In reality the new MX5 comes across much better than in any of the press photographs. It is really weird, but I have not had this experience in a long time. The areas that I marked out as quirky or as a mistake turn out to work quite reasonable in real life. I admit they took me a while to get used to, but they were actually quite nicely done.
My initial impression was that the front lights are too low, that the whole front end area could have been lifted up a bit more to not cause such a dramatic drop from the front fender down. That would carry the shoulder forward a bit longer and actually make the car seem a bit longer than this currently. It also in front view would create something a bit more positive, rather than this drooping shoulder impression it has now. Also the headlight, the eyes, are a very Asian shape, which I found unusual from how I remember all previous generations.
The top of the front fender where it start dropping down forward is too far back from the center of the front wheels, a mistake I have seen on other recent Mazda designs as well. The line from the side suddenly going up towards the trunk seemed odd at best, an afterthought, an idea by someone which others thought to just throw it on there as well since there was some empty space.

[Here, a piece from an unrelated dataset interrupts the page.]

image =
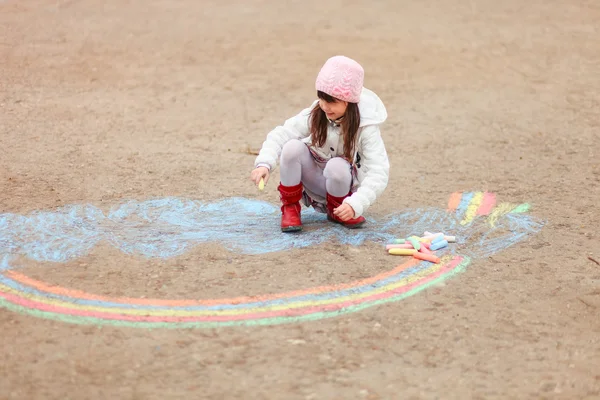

In reality though I really like the car. As you can see in the photographs, there are plenty of really nicely designed elements all around the car, and it definitely appears to be a higher segmented car than what it is. What I really was impressed with is the interior space. I was starting to get really botched in, almost claustrophobic in the last few generations of the car, and suddenly here I do no longer feel that way. I am not totally convinced of the Chevy-style dash design on this, since it is too reminiscent and seems to discard all of MX5 history, but it does work in this car and is responsible for creating the extra interior room.